Migraine

Overview: 

Introduction

Migraine is the most common headache condition prompting a visit to the physician’s office.  They are recurring headaches that are unilateral, pulsating, moderate to severe, aggravated by routine physical activities, and are associated with nausea and/or photophobia and phonophobia.  When these are associated with fully reversible, gradually occurring, neurologic symptoms such as visual changes, it is diagnosed as migraine with aura.  Migraine without aura is more common than migraine with aura, and many patients have both types.  Chronic migraine is diagnosed when there are 15 or more headache days per month.

Challenges

There are overlaps between various headache disorders, and some patients may present with multiple headache disorders or even a combination of primary and secondary headaches.   Migraine aura can also mimic transient ischemic attacks (TIAs). In addition, migraine is comorbid with multiple psychiatric (eg, depression, post-traumatic stress disorder) and medical conditions (eg, stroke, epilepsy).
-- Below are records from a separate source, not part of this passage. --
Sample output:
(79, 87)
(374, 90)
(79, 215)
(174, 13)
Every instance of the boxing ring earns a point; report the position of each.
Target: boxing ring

Patient history need to be carefully explored to ensure accurate diagnosis and appropriate treatment.  

Overuse of acute pain medications is common.  In addition, migraine patients may be taking opioids to treat other pain conditions.  Medication weans are often required for the treatment of migraine. 

Special Considerations: 

Pregnant patients: Many patients report improvement of their migraine when they are pregnant, but some report worsening of the migraine.  Most migraine medications have not been extensively studied in pregnant populations, and their continued use require candid discussions between the patient and the provider.  

Treatment Recommendations

When to order brain imaging?

  • There are currently no imaging diagnostic criteria for migraine.  MRI of the brain can help with the diagnosis of secondary headache disorders in the cases of patients presenting with abnormal neurologic exams or a new headache type, new onset headache in the elderly, or headache with large positional component.  
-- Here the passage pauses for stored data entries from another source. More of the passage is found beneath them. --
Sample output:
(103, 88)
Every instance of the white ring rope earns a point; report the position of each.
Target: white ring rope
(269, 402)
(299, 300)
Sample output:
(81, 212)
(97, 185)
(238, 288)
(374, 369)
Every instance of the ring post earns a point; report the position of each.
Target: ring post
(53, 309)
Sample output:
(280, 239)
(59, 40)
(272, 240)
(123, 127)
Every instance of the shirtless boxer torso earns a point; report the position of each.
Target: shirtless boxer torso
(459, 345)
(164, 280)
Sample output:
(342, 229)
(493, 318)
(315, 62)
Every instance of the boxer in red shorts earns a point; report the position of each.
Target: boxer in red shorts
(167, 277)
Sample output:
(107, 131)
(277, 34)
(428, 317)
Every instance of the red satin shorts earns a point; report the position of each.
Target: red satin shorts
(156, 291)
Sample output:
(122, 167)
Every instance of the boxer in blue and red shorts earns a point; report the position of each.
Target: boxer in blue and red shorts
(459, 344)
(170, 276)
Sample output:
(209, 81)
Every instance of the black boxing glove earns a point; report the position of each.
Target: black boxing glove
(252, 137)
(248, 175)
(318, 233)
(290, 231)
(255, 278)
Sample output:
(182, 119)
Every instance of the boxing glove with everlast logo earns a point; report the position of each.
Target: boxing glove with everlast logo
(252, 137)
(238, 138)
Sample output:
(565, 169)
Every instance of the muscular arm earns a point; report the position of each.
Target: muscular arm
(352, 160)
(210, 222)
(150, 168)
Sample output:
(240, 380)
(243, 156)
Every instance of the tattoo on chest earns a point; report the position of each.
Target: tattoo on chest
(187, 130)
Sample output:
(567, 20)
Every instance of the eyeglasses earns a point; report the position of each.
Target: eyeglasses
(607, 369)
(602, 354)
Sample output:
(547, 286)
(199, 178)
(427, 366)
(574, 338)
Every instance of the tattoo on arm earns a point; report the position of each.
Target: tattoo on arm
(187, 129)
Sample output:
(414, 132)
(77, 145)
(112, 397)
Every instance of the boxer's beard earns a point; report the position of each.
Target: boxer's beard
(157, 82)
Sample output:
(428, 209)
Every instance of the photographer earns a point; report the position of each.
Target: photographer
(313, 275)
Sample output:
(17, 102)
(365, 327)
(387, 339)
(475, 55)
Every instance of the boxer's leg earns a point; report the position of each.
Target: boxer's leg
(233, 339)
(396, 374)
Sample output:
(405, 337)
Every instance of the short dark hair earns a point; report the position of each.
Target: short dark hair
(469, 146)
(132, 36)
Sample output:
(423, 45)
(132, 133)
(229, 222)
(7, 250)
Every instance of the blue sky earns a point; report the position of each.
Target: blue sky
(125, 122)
Which abortive medication to choose?

  • If the patient does not have a history of vascular disease or severe hypertension, a triptan medication should be tried.  Triptans vary in efficacy, formulation, and side-effect profile, and selection should be based on patient preference as well as the characteristic of the headaches.  

When to add a preventive medication?

  • If patients have more than 2 headache days per week, he/she may benefit from preventive medications.  Some common preventive medications include propranolol, topiramate, tricyclic antidepressants, riboflavin, CoQ10, and magnesium citrate. Newer calcitonin-gene related peptide (CGRP) antagonists can also be used.  
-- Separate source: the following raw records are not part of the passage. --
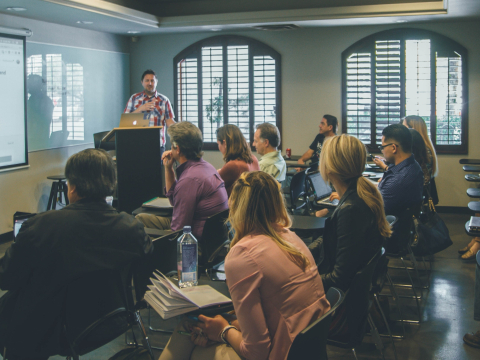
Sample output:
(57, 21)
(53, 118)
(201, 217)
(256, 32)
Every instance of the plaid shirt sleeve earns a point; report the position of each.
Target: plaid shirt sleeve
(168, 111)
(129, 108)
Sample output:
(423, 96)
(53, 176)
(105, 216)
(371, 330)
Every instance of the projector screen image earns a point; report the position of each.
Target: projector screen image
(13, 141)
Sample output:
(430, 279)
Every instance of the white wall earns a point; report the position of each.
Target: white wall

Other than medications, an individualized multimodal treatment plan should be developed for each chronic migraine patient. These may include nutritional changes, supplements, exercise, sleep training, pain psychology, neuromodulation devices, and interventional techniques such as botox injections and occipital nerve blocks. 

References: 

Dodick DW. Migraine. Lancet. 2018 Mar 31;391(10127):1315-1330. doi: 10.1016/S0140-6736(18)30478-1. Epub 2018 Mar 6. PMID: 29523342.

Cameron C, Kelly S, Hsieh SC, Murphy M, Chen L, Kotb A, Peterson J, Coyle D, Skidmore B, Gomes T, Clifford T, Wells G. Triptans in the Acute Treatment of Migraine: A Systematic Review and Network Meta-Analysis. Headache. 2015 Jul-Aug;55 Suppl 4:221-35. doi: 10.1111/head.12601. Epub 2015 Jul 14. PMID: 26178694.

Puledda F, Goadsby PJ. An Update on Non-Pharmacological Neuromodulation for the Acute and Preventive Treatment of Migraine. Headache. 2017 Apr;57(4):685-691. doi: 10.1111/head.13069. Epub 2017 Mar 13. PMID: 28295242.

Ashina M. Migraine. N Engl J Med. 2020 Nov 5;383(19):1866-1876. doi: 10.1056/NEJMra1915327. PMID: 33211930.